Evan screamed and shoved the Sig against the top of its skull, pulling the trigger. The head disintegrated in pieces of bone and a tar-like substance that spattered across the front of the chopper.
Are those its brains? Evan wanted to vomit.
A rustling noise came from his right, and Evan looked to see that not ten feet away, a black ball of a head was rising from the cinders, narrow shoulders following, nearly skeletal arms levering it out of the black powder. Teeth clicked as it tried to stand, and beyond it two more lifted themselves out of their camouflage, cinders sliding off their backs and heads.

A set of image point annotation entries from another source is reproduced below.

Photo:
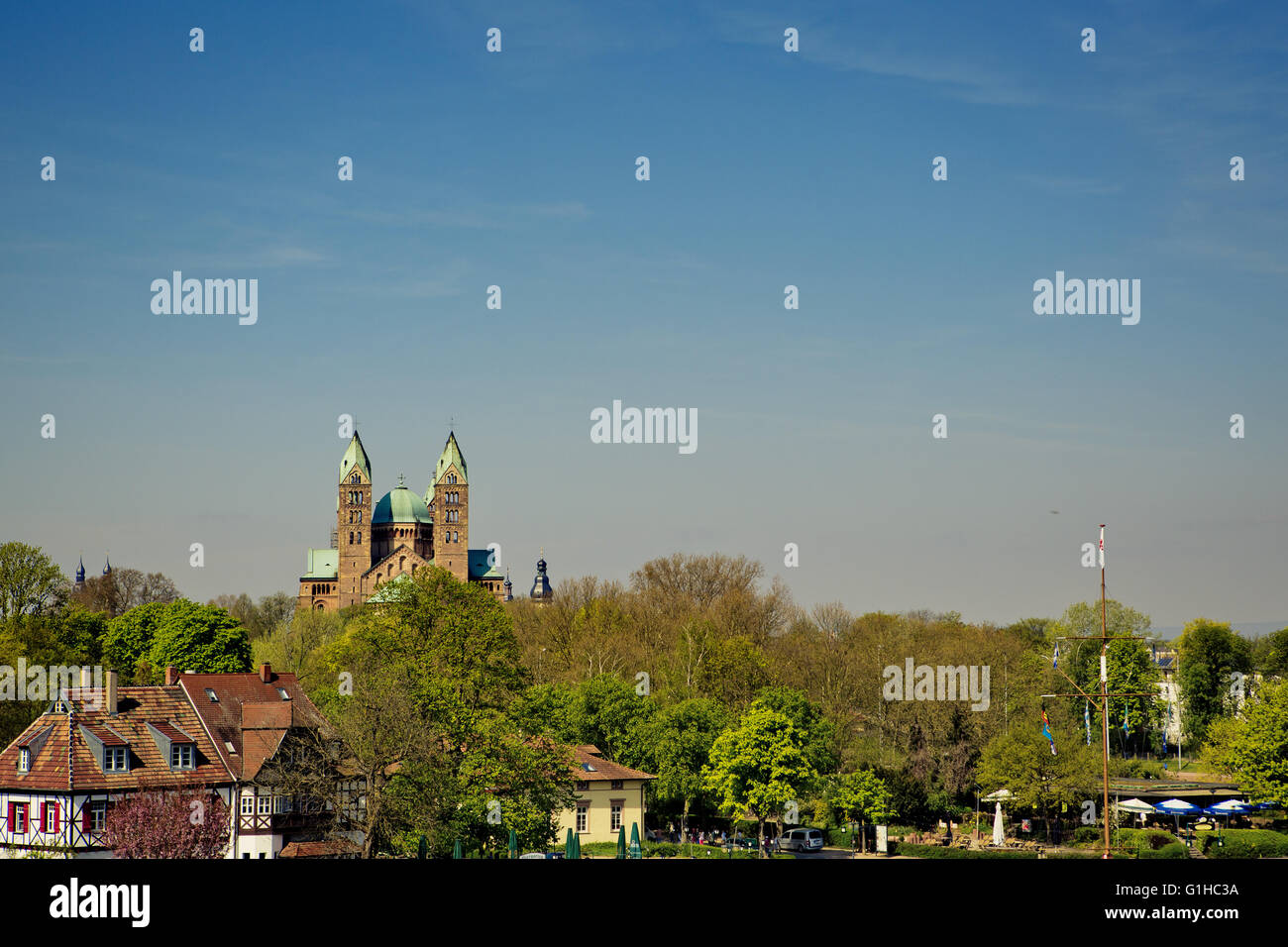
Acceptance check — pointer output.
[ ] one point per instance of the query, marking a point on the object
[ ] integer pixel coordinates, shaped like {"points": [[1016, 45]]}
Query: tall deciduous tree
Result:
{"points": [[1253, 748], [759, 767], [30, 582], [1209, 652], [1021, 762], [681, 740]]}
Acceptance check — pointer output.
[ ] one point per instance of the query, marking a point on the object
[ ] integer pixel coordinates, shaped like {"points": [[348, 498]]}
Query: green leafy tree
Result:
{"points": [[681, 738], [1021, 762], [734, 671], [433, 673], [809, 720], [197, 638], [863, 796], [129, 638], [30, 582], [1274, 657], [1209, 652], [1131, 668], [1253, 746], [759, 767]]}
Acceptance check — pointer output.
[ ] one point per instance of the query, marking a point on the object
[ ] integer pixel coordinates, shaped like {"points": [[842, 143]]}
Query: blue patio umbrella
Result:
{"points": [[1231, 806], [1177, 808]]}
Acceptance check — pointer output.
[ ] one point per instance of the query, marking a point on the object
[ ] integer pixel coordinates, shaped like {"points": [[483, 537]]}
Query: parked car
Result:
{"points": [[802, 840]]}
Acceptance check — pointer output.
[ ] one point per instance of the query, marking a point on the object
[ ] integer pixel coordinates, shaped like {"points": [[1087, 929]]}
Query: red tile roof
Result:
{"points": [[250, 714], [137, 706], [172, 733], [330, 848], [603, 770]]}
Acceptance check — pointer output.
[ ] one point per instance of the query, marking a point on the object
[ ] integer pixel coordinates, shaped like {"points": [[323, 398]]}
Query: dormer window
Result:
{"points": [[183, 757], [116, 759]]}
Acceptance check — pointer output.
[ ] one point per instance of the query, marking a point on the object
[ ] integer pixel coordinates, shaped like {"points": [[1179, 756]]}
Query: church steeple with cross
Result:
{"points": [[391, 539]]}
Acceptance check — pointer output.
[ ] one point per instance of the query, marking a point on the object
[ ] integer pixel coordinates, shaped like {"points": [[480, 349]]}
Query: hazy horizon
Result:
{"points": [[768, 169]]}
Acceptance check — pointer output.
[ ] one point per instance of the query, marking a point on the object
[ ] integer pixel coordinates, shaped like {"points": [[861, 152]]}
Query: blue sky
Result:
{"points": [[768, 167]]}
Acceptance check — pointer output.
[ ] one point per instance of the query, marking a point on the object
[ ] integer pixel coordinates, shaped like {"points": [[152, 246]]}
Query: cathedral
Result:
{"points": [[377, 541]]}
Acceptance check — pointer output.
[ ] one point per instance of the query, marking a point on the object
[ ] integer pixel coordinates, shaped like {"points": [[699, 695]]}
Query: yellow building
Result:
{"points": [[608, 797]]}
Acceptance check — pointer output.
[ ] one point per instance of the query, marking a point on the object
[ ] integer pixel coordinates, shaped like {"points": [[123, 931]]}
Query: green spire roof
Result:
{"points": [[355, 458], [451, 457]]}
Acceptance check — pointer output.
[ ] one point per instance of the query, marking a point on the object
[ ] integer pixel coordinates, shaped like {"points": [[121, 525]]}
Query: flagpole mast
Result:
{"points": [[1104, 684]]}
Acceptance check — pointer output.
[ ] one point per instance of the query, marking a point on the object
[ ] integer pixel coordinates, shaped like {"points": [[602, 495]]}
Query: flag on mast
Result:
{"points": [[1046, 732]]}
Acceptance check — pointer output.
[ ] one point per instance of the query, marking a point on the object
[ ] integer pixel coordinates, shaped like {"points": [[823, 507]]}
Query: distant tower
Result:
{"points": [[353, 522], [541, 589], [449, 499]]}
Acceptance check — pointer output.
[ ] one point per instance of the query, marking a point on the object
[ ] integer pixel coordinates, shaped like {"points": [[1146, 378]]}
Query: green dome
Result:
{"points": [[400, 505]]}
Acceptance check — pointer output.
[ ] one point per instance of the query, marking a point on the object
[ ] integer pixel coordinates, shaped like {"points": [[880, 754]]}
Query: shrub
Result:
{"points": [[905, 848], [1247, 843], [1134, 841]]}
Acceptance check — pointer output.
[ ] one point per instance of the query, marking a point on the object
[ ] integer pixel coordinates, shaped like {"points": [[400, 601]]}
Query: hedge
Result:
{"points": [[1138, 841], [1245, 843], [907, 848]]}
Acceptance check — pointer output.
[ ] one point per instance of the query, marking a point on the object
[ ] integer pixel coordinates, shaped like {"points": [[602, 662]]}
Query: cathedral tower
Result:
{"points": [[449, 500], [353, 522]]}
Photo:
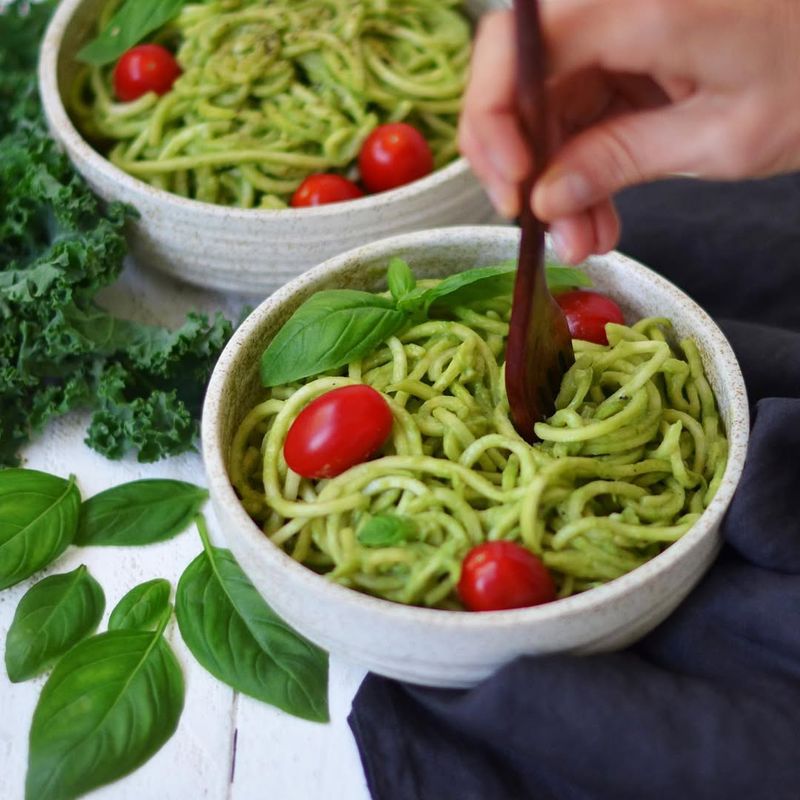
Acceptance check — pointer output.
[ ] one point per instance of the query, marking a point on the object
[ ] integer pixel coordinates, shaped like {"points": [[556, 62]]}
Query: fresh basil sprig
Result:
{"points": [[386, 530], [38, 520], [131, 694], [327, 331], [134, 20], [52, 616], [337, 326], [139, 512], [142, 607], [240, 640]]}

Oh, Christ, they’re under the ash.
He scrambled to his feet and started running south, now far less worried about a twisted or broken ankle, searching the ground ahead of him for hidden shapes. Behind him the trio and pair shifted direction to follow the running shape. The creatures climbing out of the ash did the same.
Evan forced himself to slow to a brisk walk and not to give in to panic, knowing even at that pace he was still faster than the opposition behind him. After a few minutes his breathing and heartbeat began to settle, and he suddenly realized that this was the first time he had been alone since the first two weeks of outbreak last summer. Since then he’d always been surrounded by people who cared about him. There had been terror, and many times he’d been convinced he was about to die, but he had known he wouldn’t die alone. There would be someone there to mark his passing and ensure he didn’t come back as something terrible. If he was pulled down by the dead out here in this wasteland, no one would ever know. Did they know he had crashed? If so, he might be dead to them already.